Il Vaticano restituisce spoglie di santi a chiesa ortodossa
Di Phil Stewart
CITTA' DEL VATICANO (Reuters) - Papa Giovanni Paolo, nel tentativo di ricucire i rapporti con gli ortodossi, ha restituito oggi i resti di due dei maggiori santi, ottocento anni dopo che i crociati avevano rimosse le sante reliquie da Costantinopoli.
Affiancato da Bartolomeo I, patriarca di Costantinopoli e capo spirituale dei 300 milioni di cristiani ortodossi nel mondo, l'ottantaquattrenne Pontefice ha rinnovato gli appelli all'unità tra la branca orientale e quella occidentale della cristianità che si divisero nel Grande Scisma del1054.
"Nella traslazione di così sante reliquie noi vediamo un'occasione per purificare le nostre memorie ferite, per rinsaldare il nostro cammino di riconciliazione", ha detto il Papa.
Riprendendo il richiamo per più stretti legami, Bartolomeo I ha lodato il Papa per avere riparato "un'anomalia e ingiustizia ecclesiastica".
"Questo fraterno gesto della Chiesa dell'Antica Roma conferma che non esistono nella Chiesa di Cristo problemi insormontabili", ha detto.
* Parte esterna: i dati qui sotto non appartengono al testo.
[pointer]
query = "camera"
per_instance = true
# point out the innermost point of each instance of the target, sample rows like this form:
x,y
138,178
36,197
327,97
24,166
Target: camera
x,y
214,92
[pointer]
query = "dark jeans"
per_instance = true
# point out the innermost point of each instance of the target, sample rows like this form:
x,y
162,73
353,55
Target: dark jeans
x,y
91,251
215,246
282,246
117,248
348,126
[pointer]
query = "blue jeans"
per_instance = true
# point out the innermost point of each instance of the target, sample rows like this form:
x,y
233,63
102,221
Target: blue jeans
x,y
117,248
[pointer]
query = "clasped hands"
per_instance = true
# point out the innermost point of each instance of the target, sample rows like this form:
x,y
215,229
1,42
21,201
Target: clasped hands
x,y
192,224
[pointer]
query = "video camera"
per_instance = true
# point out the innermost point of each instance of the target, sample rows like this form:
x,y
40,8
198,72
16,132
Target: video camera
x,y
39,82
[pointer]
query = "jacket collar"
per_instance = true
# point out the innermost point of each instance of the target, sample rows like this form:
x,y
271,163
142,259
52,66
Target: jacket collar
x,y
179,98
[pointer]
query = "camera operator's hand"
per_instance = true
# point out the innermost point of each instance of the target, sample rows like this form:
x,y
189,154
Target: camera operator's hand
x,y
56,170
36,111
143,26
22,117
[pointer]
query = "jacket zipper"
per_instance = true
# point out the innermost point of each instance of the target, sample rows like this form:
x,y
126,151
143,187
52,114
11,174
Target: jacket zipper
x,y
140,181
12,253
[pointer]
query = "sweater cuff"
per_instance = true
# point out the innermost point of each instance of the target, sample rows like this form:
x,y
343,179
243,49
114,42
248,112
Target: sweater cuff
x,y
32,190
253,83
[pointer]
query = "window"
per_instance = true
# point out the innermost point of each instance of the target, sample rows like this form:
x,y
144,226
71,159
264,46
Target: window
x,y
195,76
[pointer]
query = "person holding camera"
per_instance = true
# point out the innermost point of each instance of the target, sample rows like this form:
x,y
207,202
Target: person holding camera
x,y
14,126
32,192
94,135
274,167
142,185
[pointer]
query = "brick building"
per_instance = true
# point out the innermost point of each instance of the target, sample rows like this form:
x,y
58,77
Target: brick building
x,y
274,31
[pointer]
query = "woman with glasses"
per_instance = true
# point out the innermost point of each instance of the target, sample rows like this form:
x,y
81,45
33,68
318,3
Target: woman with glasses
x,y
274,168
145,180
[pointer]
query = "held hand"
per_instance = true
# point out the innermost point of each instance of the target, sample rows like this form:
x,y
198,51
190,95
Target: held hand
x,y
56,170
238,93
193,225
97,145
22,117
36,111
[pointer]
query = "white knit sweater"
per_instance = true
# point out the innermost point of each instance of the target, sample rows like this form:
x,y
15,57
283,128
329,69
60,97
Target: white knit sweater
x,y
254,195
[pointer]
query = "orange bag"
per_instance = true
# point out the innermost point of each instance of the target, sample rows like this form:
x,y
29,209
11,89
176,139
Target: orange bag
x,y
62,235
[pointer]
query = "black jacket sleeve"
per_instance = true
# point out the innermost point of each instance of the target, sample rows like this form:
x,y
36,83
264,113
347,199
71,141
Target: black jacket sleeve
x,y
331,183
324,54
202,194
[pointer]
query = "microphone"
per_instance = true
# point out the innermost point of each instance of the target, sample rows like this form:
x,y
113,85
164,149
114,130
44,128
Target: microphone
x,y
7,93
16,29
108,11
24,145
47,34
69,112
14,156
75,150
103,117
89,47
A pochi passi da loro erano state poste due urne bianche con i parziali resti dei santi Gregorio il Teologo e Giovanni Crisostomo, che saranno accolti in serata con una messa solenne a Istanbul.
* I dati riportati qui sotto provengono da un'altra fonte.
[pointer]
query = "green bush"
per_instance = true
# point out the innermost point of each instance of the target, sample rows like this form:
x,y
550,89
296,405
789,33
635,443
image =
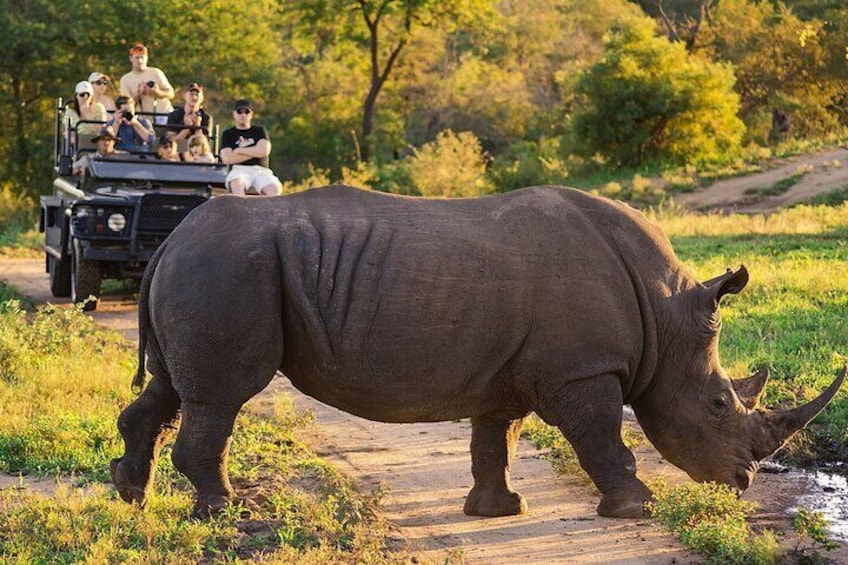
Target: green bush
x,y
529,163
712,521
649,100
453,165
Dalla sua salita al soglio pontificio nel 1978 il Papa ha fatto della riconciliazione con la chiesa d'Oriente una priorità.
In una visita ad Atene nel 2001, ha chiesto a Dio di perdonare i cattolici per 1000 anni di peccati contro i cristiani ortodossi. Ha anche chiesto scusa ai musulmani per le Crociate.
Secondo alcuni resoconti storici, i resti di Crisostomo furono sottratti nel 1204 durante il sacco di Costantinopoli, ora Istanbul. Ma il portavoce del Vaticano ha detto che le spoglie del santo sono state portate a Roma nell'ottavo secolo per essere protette.
Il viaggio di Bartolomeo a Roma potrebbe andare incontro al desiderio del Papa di visitare Mosca, sede della potente Chiesa ortodossa russa.
I capi ortodossi hanno però accusato la chiesa cattolica di approfittare delle ritrovate libertà nell'Europa orientale per fare proseliti, ma il Vaticano respinge le accuse.